Let 5 positive real variables $(a,b,c,d,e)$. These variables obey the conditions $a-b+c-d+e > 0$ and all 5 cyclic shifts thereof. This question is tighter than this one.
Prove: $$ \sum_{cyc} a^2 b d (c+e)\ge \sum_{cyc} a b c e (a+d) $$ where $\sum_{cyc}$ means all 5 cyclic shifts $(a,b,c,d,e) \to (b,c,d,e,a) \to$ etc. Equality occurs if all 5 variables are equal, and it appears that equality occurs at no other points. I couldn't find counterexamples through simulations.
The hint.
Let $a=x+y$, $b=y+z$, $c=z+t$, $d=t+w$ and $e=w+x$.

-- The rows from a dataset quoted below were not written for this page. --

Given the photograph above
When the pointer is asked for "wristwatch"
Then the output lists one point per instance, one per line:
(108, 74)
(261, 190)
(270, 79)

Thus, the condition gives that $x$, $y$, $z$, $t$ and $w$ are positives and we need to prove that $$\sum_{cyc}(x+y)^2(y+z)(t^2+w^2+zt+tw+wx-zx)\geq5\prod_{cyc}(x+y),$$ which we can prove by BW:
Let $x=\min\{x,y,z,t,w\}$, $y=x+p$, $z=x+q$, $t=x+r$ and $w=x+s.$
Practically it's better to use the last substitution for the starting inequality: $$\sum_{cyc}a^2b(cd+de-ce)\geq5abcde.$$ Id est, let $a=x+u,$ $b=x+u+v$, $c=x+v+w$, $d=x+w+p$ and $e=x+p$,
where $x>0$ and $u$, $v$, $w$ and $p$ are non-negatives.